Benches in uptown Hillsboro that created some curiosity when they were moved last week were only placed where they were originally meant to be, city council members said Monday.
When the benches originally came in a few weeks ago, city employees placed them near store fronts looking toward the street. Last week most of them were moved to the other side of the uptown sidewalks looking toward the store fronts.
Council members Tracy Aranyos and Ann Morris, who have been overseeing the project, said the 14 metal benches in the 100 blocks of the uptown area were originally placed before they were notified the benches had arrived and that they were moved last week.
“We’re just trying to kind of mimic some of the historic sites like Waynesville, Pigeon Forge and Gatlinburg, where benches face the stores so people can watch other people come in and out of the stores,” Morris said. “Right now we’re just trying to place them symmetrical.”
She said that while the benches are now where they were originally meant to be, that doesn’t mean they can’t be moved again.
Aranyos said there are plans to order more benches each year. She said the benches are part of a larger downtown revitalization project that also includes light posts and brick pavers in the uptown sidewalk areas.
Eventually, Morris said, all the brick areas in the sidewalks will have a bench.
The benches are designed to create a more inviting atmosphere and encourage shoppers and visitors to stop and relax.
Mayor Drew Hastings previously told The Times-Gazette that when the benches originally arrived that, before they were placed, the message the city was sending was, “Keep moving. Nothing to stop and see here.” Hastings said there was “literally nowhere for you to sit uptown.”
“What city have you ever seen that doesn’t have benches?” Hastings asked. “When two senior citizens run into each other who want to stop and talk, there was nowhere to sit and chat. I think it’s nice for people to be able to take a break and enjoy the town.”
The mayor said he disagrees with people who worry the benches will become a home to “derelicts.”
“That’s like saying let’s don’t do new sidewalks because they attract skateboarders,” said Hastings. “We just have to enforce the law.”

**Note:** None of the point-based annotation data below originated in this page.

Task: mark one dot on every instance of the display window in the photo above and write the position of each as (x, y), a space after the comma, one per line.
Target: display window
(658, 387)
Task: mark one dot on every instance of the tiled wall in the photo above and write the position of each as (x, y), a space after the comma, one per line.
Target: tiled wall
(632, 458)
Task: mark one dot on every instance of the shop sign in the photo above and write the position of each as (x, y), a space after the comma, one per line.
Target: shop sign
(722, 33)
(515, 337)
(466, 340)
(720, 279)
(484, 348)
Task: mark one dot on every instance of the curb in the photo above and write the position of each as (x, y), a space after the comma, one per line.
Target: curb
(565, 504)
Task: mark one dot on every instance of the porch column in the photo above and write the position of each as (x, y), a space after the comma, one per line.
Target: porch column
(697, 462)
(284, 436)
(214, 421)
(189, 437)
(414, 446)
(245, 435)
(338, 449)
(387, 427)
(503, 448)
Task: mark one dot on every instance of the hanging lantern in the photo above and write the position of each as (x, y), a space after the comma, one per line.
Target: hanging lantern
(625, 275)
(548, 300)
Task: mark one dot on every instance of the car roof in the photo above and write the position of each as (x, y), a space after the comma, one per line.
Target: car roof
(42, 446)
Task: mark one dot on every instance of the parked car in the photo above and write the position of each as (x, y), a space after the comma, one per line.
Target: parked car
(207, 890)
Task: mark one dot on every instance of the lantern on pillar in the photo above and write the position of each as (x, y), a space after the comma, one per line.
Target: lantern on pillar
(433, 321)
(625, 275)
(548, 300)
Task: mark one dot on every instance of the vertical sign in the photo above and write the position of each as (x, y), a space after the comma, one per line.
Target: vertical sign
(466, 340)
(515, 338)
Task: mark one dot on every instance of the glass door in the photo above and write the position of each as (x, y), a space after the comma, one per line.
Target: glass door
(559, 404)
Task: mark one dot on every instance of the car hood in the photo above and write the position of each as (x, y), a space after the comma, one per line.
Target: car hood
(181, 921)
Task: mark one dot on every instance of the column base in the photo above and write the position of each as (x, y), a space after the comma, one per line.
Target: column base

Hastings said the large metal benches cost $700 each and were paid for from the General Fund. They are nearly 7 feet wide and about 3 feet tall, with a seating area more than 2 feet deep. They were made locally by CFW Fabricating near Leesburg.
The mayor said he would like to see more benches placed near the county courthouse, which basically serves as the city’s town square. He said a few might be utilized in the space left by the demolition of the front of the Colony Theatre once the patch of land is rehabbed.
The mayor said the benches add to an ongoing effort to make the uptown area more attractive.
“They can be moved again, but right now this is what we’re going to try,” Morris said.